While this seems like a no-brainer from an American perspective—we’ve long renewed ourselves by accepting immigrants and allowing them to become full-fledged citizens—this is a stunning move for Germany. Generations of Turkish immigrants came to work in Germany but they remained Gastarbeiter
(guest workers) and their German-born children and grandchildren remained Turks. On his last day in office, President Reagan
quoted a letter writer, “You can go to live in France, but you cannot become a Frenchman. You can go to live in Germany or Turkey or Japan, but you cannot become a German, a Turk, or a Japanese. But anyone, from any corner of the Earth, can come to live in America and become an American.”
Not everyone is on board with the plans. Criticism comes from the opposition, as well as Scholz’s business-friendly coalition partner, the FDP. “Selling off German citizenship does not promote integration,” said opposition politician Alexander Dobrindt of the center-right CSU.
The FDP’s secretary-general, Bijan Djir-Sarai, meanwhile, said it is too early for such a far-reaching reform, adding that first, repatriations must be enforced more quickly.

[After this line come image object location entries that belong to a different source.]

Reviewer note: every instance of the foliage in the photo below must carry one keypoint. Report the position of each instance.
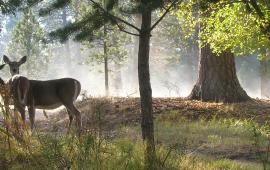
(226, 25)
(114, 39)
(27, 39)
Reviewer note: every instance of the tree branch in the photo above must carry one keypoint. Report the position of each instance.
(115, 17)
(164, 14)
(125, 31)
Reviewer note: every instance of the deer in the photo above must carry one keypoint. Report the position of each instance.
(48, 94)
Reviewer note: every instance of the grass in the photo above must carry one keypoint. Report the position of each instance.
(215, 140)
(48, 152)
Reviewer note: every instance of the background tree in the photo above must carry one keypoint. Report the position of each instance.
(84, 29)
(27, 39)
(225, 31)
(108, 46)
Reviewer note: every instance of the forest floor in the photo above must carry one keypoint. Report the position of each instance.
(212, 130)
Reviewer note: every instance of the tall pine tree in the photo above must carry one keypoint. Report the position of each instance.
(27, 39)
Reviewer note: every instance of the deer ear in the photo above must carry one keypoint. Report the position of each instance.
(6, 59)
(23, 60)
(2, 66)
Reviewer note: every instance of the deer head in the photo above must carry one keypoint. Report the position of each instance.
(14, 66)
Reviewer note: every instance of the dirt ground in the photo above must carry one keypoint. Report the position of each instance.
(110, 113)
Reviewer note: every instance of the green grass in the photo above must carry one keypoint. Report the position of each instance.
(224, 144)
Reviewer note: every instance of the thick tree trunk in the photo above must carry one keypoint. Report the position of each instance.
(147, 124)
(217, 79)
(265, 79)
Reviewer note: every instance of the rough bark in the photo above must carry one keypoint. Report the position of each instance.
(147, 124)
(265, 79)
(106, 69)
(67, 44)
(133, 63)
(217, 80)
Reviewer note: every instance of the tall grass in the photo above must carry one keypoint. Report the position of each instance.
(21, 149)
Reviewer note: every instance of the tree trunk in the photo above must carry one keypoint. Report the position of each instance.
(265, 79)
(147, 124)
(67, 44)
(133, 63)
(217, 79)
(106, 69)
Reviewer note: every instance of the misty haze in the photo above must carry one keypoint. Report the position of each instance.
(135, 85)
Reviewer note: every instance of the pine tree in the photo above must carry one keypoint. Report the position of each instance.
(27, 39)
(85, 28)
(109, 49)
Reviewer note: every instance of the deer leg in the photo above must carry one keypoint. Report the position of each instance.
(21, 109)
(32, 112)
(77, 114)
(70, 115)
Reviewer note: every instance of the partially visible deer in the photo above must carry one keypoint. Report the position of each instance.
(48, 94)
(14, 66)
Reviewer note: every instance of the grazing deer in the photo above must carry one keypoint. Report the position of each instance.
(48, 94)
(14, 66)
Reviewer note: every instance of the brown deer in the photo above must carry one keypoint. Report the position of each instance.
(48, 94)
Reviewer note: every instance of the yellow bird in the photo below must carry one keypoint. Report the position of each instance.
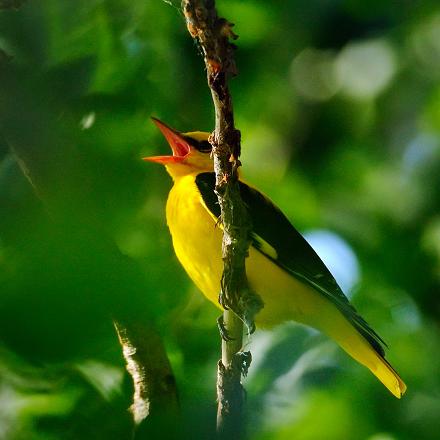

A spokesman for the interior ministry reiterated Monday that the draft law for the citizenship reform is “as good as ready.” It will be coordinated within the government “in the next few days” and discussed by the Cabinet “soon.” Responding to the criticism from the government’s coalition partners, the spokesperson said the draft was “exactly in line” with the coalition agreement.
Ultimately, the Germans, like other post-industrial societies, have little choice. They’re not producing enough ethnic Germans to keep their economy going. Immigration is the only viable way to solve that problem, even if it creates others in a relatively homogeneous society.